Spoiler Level: Safe beyond what you get in the trailer—but, as we shall discuss, you get WAY too much in the trailer.
With some movies, reviews are almost superfluous. What is there to say? I’m reminded of Tony Shaloub’s movie producer in Barton Fink, giving “guidance” to the struggling writer about his script: “Wallace Beery. Wrestling picture. What do you need, a road map?”
Cowboys. Aliens. What do you need, a review?

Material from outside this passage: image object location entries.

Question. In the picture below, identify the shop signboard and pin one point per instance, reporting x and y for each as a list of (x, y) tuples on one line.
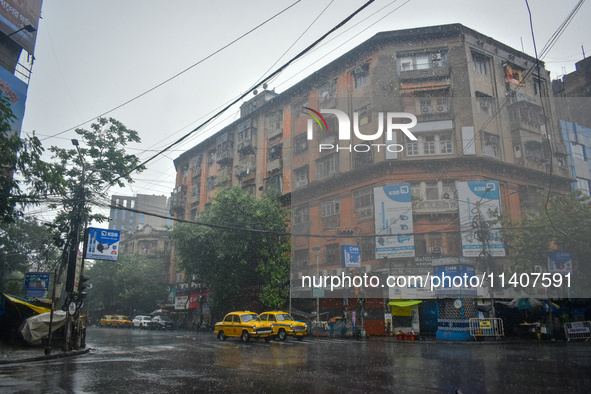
[(36, 284), (477, 202), (102, 244), (393, 221), (351, 256)]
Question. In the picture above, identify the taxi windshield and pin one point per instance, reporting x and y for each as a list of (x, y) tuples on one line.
[(247, 318)]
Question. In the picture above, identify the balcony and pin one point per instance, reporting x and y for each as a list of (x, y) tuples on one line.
[(435, 206)]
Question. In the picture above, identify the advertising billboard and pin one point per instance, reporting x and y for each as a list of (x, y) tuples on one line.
[(393, 221), (102, 244), (477, 202), (14, 15), (351, 256)]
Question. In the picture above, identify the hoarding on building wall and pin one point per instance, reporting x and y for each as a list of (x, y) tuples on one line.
[(15, 14), (16, 91), (477, 202), (102, 244), (393, 221)]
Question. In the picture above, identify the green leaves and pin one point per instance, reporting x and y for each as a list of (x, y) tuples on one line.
[(238, 264)]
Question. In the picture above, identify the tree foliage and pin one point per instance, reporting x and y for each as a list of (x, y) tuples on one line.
[(564, 226), (235, 262), (132, 283), (102, 161), (25, 179)]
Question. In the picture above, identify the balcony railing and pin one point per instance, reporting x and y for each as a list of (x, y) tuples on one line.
[(435, 206)]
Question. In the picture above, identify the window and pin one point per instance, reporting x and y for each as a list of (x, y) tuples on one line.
[(327, 91), (211, 183), (368, 249), (332, 254), (275, 152), (363, 199), (276, 183), (439, 143), (583, 185), (480, 63), (274, 123), (211, 157), (330, 208), (300, 143), (301, 215), (491, 145), (361, 75), (301, 176), (327, 166), (301, 258), (422, 60), (364, 115)]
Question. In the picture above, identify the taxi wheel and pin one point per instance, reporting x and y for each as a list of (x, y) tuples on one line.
[(245, 337), (282, 335)]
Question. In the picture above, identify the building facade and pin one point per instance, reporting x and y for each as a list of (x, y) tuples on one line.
[(484, 114)]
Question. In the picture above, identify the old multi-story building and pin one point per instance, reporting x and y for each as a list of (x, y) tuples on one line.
[(484, 114)]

Cowboys and Aliens comes exactly as advertised; if you couldn’t tell the entire movie in your head from the title alone, you certainly could have extrapolated it from the criminally comprehensive trailer. (Note to trailer editors: while I admire your ability to tell an entire narrative in 2:28, you may want to leave just a few story beats for the actual movie to reveal.) The trailer follows, but, if you want to see the film, I don’t recommend you watch it:
For those of you who didn’t watch the trailer, a brief synopsis: inspired by the graphic novel by Scott Mitchell Rosenberg, Cowboys and Aliens tells the story of a man (Daniel Craig) who awakens in the New Mexico desert with no memory. He has no idea who he is—though he quickly demonstrates that he still knows how to fight quite well—and he has no idea where he picked up the high-tech gizmo that seems to be fused to his wrist. Wandering into the town of Absolution, he falls afoul of both the law and a local rancher (Harrison Ford), while coming to the attention of a beautiful woman (Olivia Wilde) who seems to know more about what’s happened to him than he knows himself. But then, some strange lights appear in the sky, and all hell breaks loose.

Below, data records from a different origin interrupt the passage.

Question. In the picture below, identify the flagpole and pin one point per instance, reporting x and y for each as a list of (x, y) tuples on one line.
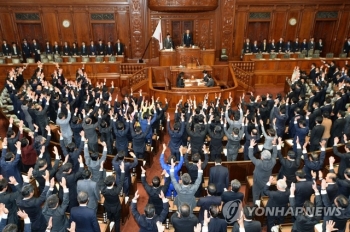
[(149, 41)]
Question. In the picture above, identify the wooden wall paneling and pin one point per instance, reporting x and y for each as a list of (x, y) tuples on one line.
[(82, 28), (306, 24), (6, 25), (50, 25), (279, 22), (67, 32), (240, 21), (291, 31), (325, 29)]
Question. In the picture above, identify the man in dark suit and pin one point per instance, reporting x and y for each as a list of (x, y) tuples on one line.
[(338, 126), (83, 49), (32, 205), (290, 164), (116, 162), (52, 208), (154, 190), (277, 199), (316, 134), (9, 198), (192, 168), (264, 46), (280, 45), (15, 51), (119, 48), (92, 49), (109, 49), (56, 48), (187, 39), (313, 162), (255, 47), (263, 168), (247, 46), (218, 175), (26, 50), (66, 49), (233, 194), (306, 220), (184, 220), (168, 42), (272, 46), (319, 45), (249, 224), (344, 157), (147, 221), (84, 217), (36, 50), (111, 193), (303, 188), (6, 50), (205, 203)]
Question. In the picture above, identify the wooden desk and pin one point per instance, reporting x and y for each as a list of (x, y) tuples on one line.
[(196, 72)]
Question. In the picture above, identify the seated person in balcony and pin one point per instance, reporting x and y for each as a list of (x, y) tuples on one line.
[(180, 83), (210, 82)]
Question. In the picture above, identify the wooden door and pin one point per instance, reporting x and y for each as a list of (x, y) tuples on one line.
[(324, 30), (178, 29), (31, 31), (103, 31), (258, 31)]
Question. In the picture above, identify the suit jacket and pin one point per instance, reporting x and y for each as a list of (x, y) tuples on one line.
[(303, 192), (168, 43), (153, 193), (9, 199), (184, 224), (149, 224), (219, 175), (6, 49), (32, 207), (109, 50), (304, 222), (85, 219), (205, 202), (187, 40), (227, 196), (251, 226), (316, 135), (91, 188), (60, 221), (119, 49)]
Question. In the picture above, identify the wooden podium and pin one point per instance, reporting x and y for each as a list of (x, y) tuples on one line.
[(183, 56)]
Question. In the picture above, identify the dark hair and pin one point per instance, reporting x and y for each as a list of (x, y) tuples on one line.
[(156, 181), (83, 197), (212, 189), (185, 210), (52, 201), (186, 179), (149, 210), (109, 180)]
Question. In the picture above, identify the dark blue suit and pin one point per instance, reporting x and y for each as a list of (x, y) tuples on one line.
[(127, 167), (85, 219)]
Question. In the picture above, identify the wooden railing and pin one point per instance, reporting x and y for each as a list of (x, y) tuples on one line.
[(131, 68), (247, 66), (138, 76)]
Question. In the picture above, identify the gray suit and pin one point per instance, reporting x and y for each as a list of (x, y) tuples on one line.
[(91, 188), (60, 221), (185, 194), (262, 171), (168, 43)]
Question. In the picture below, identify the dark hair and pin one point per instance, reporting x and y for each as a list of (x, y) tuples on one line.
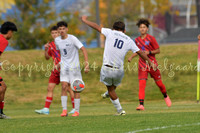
[(62, 23), (143, 21), (119, 26), (53, 28), (7, 26)]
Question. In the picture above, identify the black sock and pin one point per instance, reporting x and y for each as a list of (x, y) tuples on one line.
[(165, 95), (141, 101)]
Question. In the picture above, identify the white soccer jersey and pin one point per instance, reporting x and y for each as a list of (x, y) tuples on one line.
[(69, 51), (117, 44)]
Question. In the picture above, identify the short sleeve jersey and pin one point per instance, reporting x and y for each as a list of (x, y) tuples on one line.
[(69, 51), (117, 44)]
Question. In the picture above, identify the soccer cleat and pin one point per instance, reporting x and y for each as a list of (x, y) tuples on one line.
[(43, 111), (72, 111), (104, 95), (3, 116), (76, 113), (168, 101), (140, 107), (64, 113), (121, 113)]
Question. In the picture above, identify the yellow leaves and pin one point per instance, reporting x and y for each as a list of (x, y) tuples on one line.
[(6, 4), (102, 4)]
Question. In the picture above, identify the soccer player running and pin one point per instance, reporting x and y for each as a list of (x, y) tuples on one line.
[(54, 79), (7, 30), (117, 44), (68, 45), (149, 45)]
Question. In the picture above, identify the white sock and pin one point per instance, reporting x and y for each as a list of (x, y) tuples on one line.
[(117, 104), (64, 102), (77, 104)]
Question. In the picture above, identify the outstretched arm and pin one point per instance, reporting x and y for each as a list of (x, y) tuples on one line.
[(145, 57), (87, 69), (132, 56), (91, 24)]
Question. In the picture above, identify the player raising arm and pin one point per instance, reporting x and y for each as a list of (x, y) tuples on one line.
[(117, 44), (54, 79), (68, 45), (149, 45), (6, 34)]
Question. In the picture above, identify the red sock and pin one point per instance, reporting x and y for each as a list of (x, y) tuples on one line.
[(1, 104), (72, 100), (48, 102), (162, 87), (142, 85)]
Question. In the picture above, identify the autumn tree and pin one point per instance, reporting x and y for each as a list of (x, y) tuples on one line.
[(34, 18)]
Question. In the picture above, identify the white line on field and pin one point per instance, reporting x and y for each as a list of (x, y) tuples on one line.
[(163, 127)]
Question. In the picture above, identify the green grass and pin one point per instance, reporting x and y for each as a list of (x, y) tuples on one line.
[(100, 118), (27, 91)]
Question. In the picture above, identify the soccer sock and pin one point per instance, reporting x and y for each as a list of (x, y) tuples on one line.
[(64, 102), (1, 107), (162, 88), (117, 104), (142, 85), (72, 100), (141, 101), (48, 102), (106, 93), (77, 104)]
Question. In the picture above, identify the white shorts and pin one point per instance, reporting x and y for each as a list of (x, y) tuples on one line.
[(111, 76), (70, 74)]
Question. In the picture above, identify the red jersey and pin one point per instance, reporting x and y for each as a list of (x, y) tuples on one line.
[(55, 54), (3, 43), (149, 43)]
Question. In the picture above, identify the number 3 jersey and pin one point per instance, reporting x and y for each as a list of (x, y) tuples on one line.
[(117, 44), (69, 51)]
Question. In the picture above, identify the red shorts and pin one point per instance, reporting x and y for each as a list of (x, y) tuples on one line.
[(1, 79), (54, 78), (143, 74)]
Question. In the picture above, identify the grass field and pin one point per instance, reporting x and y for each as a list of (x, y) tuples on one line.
[(181, 117), (27, 90)]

So here’s the thing: Cowboys and Aliens is actually a pretty good B-movie. The cast (led by dueling glowerers Craig and Ford, but also including Wilde, Sam Rockwell, Keith Carradine, Clancy Brown, and other very competent character actors) is excellent, and the script provides many of them (especially Ford) with some decent material with which to work in between explosions. Jon Favreau’s direction is confident and coherent—after a summer of crappy action sequences it is a pleasure to see some that work—and the cinematography by Matthew Labatique (Iron Man 2, Black Swan) is pretty enough, even if it never quite reaches the breathtaking scale the gorgeous New Mexico landscape demands.
Yes, the western elements, and the indistinguishable alien hordes, are entirely by-the-book: Cowboys and Aliens mashes together two all-too-familiar genres, but doesn’t aspire to deliver anything particularly new in either. (And the suggestions of a thematic tie-in between the two—with aliens doing to Whites what Whites did to the Native Americans—is both obvious and under-developed, especially since the actual Native Americans in this film are such stereotypes.) There are the usual ludicrous plot points and faulty physics—can a horse really catch up to a space ship?—but I’m more than willing to forgive that kind of thing in this kind of film.

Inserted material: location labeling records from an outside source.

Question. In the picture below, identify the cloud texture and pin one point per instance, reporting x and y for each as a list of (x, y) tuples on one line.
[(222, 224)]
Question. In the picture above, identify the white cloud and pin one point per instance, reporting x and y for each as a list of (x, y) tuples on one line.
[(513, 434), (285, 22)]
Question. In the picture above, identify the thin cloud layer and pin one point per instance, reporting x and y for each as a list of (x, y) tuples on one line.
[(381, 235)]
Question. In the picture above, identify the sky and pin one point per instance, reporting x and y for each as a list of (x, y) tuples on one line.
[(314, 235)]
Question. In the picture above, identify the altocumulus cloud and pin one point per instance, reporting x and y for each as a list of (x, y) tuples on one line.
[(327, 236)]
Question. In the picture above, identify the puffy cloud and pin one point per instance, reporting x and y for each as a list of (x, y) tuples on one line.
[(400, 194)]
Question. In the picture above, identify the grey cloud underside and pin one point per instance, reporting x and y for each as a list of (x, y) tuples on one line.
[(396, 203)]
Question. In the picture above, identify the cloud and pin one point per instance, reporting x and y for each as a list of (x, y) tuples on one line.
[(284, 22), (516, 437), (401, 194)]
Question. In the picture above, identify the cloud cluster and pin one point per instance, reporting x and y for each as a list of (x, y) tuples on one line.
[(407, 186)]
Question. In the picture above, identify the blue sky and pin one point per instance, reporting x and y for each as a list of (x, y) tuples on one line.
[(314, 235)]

Overall, on a basic filmmaking level, Cowboys and Aliens is a fine piece of work. (Executive Producer Steven Spielberg is making it a good summer for retro-style B-pictures, first with J.J. Abrams’ fantastic Super 8, and now with this entertaining, but less inspired, film.) An action-adventure movie this well made would usually make me—as Super 8 did—gleefully happy in a 12-year-old boy kind of way.
But I couldn’t love Cowboys and Aliens, and for an explanation of my muted reaction I keep coming back to that trailer. Super 8 was better written than Cowboys and Aliens, but its story was no more original and no less predictable. Yet Super 8 felt fresh, and Cowboys and Aliens—though well-made—felt stale, and I honestly believe the biggest difference is in their respective trailers.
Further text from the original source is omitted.